Spain named a 26-man squad for the 2026 FIFA World Cup with one player born outside the country, and that player is Aymeric Laporte. The defender from Agen, France, is the only foreign-born name on a roster that also carries another first: no Real Madrid player at all.
That is why Laporte keeps drawing attention now. He was born on May 27, 1994, came through France’s youth system and was once viewed as a possible senior France international, but the path that mattered most was the one that never reached an official senior match. He received senior call-ups in 2016 and 2019, yet FIFA rules still left the door open because he never played a competitive senior game for France.
Spain used that opening in 2021. The Spanish government granted Laporte citizenship in May that year through an expedited process requested by the Royal Spanish Football Federation, and FIFA then allowed him to change allegiance. He had already represented France at U17, U18, U19 and U21 level, but youth appearances do not lock a player in the way an official senior match does. Once he qualified, he made his Spain debut in a friendly against Portugal before UEFA Euro 2020 and was included in Luis Enrique’s squad for that tournament.

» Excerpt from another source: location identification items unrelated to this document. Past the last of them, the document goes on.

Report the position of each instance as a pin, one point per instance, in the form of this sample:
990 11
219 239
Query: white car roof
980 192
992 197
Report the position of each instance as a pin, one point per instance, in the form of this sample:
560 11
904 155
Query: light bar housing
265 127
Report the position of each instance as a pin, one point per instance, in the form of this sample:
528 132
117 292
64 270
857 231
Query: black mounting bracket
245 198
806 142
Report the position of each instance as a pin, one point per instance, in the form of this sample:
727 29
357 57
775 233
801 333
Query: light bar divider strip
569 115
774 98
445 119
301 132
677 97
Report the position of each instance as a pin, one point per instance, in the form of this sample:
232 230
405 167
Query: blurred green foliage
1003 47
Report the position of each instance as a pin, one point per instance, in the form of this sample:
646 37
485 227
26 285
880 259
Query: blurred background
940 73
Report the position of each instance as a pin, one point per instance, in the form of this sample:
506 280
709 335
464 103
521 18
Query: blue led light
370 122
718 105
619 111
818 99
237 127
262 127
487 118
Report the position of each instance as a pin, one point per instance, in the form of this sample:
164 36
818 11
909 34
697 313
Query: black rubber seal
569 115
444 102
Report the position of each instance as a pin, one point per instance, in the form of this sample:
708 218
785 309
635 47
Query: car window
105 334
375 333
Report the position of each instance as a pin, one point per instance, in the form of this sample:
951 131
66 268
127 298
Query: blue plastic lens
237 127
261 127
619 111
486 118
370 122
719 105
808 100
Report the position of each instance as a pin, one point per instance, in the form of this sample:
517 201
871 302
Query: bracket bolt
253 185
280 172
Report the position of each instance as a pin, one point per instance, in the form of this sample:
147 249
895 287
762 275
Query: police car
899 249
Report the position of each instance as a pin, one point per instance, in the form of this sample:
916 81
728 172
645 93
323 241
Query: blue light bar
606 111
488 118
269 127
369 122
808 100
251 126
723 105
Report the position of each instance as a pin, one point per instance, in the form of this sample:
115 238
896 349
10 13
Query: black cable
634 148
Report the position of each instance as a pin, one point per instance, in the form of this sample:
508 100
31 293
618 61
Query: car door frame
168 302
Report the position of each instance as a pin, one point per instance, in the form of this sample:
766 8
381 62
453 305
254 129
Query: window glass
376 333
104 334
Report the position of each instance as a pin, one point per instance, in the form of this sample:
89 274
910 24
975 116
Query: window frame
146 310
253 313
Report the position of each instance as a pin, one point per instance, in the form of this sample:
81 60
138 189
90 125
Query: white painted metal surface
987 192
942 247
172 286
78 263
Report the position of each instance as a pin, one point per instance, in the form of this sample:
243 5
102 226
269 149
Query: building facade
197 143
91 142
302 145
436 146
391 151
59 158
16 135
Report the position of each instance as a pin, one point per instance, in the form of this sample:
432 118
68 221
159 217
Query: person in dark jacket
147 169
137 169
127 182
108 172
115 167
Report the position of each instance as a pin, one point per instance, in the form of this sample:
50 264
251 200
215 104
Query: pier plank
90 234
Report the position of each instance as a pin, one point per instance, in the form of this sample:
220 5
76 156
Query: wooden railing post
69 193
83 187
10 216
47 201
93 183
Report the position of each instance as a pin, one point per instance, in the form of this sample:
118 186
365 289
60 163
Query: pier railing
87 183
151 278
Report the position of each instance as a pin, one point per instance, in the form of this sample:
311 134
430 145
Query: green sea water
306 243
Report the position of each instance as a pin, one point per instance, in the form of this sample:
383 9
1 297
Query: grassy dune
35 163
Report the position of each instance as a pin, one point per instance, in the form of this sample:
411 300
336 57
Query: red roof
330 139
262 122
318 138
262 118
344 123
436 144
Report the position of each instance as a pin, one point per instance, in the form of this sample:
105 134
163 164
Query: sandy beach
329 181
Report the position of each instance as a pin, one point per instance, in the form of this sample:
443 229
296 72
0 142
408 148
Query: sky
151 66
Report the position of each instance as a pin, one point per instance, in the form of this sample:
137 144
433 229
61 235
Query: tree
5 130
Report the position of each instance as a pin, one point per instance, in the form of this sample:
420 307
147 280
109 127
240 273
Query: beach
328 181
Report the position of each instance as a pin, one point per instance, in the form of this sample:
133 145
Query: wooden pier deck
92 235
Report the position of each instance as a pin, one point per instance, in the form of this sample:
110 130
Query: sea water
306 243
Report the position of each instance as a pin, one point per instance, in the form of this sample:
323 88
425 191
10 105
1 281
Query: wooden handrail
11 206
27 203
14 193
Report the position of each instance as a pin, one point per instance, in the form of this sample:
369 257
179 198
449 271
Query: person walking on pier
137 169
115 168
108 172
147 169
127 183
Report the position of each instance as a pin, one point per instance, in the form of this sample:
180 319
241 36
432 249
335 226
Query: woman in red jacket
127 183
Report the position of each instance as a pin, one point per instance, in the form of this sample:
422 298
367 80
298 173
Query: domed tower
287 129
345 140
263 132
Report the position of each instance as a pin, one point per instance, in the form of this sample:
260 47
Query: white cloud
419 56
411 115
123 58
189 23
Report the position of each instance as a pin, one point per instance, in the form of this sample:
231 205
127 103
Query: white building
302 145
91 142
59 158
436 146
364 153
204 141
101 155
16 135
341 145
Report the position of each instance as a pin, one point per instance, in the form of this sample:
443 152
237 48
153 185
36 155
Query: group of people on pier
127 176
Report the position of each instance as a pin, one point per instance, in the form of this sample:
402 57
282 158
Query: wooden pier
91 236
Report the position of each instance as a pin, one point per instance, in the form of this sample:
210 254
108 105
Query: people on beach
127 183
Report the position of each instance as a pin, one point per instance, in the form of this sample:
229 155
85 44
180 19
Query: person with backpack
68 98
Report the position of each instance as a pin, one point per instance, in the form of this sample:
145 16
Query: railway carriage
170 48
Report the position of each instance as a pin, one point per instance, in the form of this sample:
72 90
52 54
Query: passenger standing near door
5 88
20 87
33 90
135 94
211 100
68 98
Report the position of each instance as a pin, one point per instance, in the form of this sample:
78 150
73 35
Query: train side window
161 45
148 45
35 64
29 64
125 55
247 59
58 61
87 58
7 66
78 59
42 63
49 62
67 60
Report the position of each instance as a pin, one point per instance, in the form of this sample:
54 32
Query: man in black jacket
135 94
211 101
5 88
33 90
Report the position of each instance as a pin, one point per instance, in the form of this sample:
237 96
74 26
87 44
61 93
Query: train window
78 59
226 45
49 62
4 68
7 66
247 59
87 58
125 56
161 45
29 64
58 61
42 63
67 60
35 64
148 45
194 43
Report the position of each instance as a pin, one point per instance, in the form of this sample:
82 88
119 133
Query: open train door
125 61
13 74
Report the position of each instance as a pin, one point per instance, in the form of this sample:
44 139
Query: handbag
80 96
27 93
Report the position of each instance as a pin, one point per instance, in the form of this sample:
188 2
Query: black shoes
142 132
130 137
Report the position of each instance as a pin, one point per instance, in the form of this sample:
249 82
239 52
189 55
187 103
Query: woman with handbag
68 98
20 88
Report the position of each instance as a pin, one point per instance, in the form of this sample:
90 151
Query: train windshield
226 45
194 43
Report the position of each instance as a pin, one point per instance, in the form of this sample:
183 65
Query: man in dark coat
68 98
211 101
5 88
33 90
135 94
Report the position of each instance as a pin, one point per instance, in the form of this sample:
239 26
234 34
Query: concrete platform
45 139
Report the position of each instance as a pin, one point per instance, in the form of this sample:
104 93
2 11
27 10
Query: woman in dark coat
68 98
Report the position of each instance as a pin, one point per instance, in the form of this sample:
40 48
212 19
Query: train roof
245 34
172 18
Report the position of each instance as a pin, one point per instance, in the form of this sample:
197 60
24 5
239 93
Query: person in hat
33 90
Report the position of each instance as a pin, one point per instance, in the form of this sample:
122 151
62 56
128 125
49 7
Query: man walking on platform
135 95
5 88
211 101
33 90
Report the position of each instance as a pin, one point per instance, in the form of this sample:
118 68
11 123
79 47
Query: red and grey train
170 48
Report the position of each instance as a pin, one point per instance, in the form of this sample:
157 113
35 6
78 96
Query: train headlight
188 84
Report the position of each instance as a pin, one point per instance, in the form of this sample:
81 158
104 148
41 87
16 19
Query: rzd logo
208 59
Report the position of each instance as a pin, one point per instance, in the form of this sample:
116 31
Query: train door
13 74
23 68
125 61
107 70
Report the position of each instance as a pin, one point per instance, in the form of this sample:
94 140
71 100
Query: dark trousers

The roster detail matters beyond Laporte because it marks a rare selection pattern for Spain at the World Cup level. A squad built by Luis de la Fuente has 26 players, and only one was born beyond Spain’s borders. Barcelona supplied eight representatives, while Real Madrid supplied none, the first time Spain has entered a FIFA World Cup without a player from that club on the final list.
That leaves Laporte in an unusual place on the team sheet: a veteran defender who came from France, became eligible through citizenship and FIFA’s eligibility rules, and ended up as the lone foreign-born figure in Spain’s World Cup group. The bigger question is not whether he belongs there, but how often Spain will have a roster this oddly shaped again.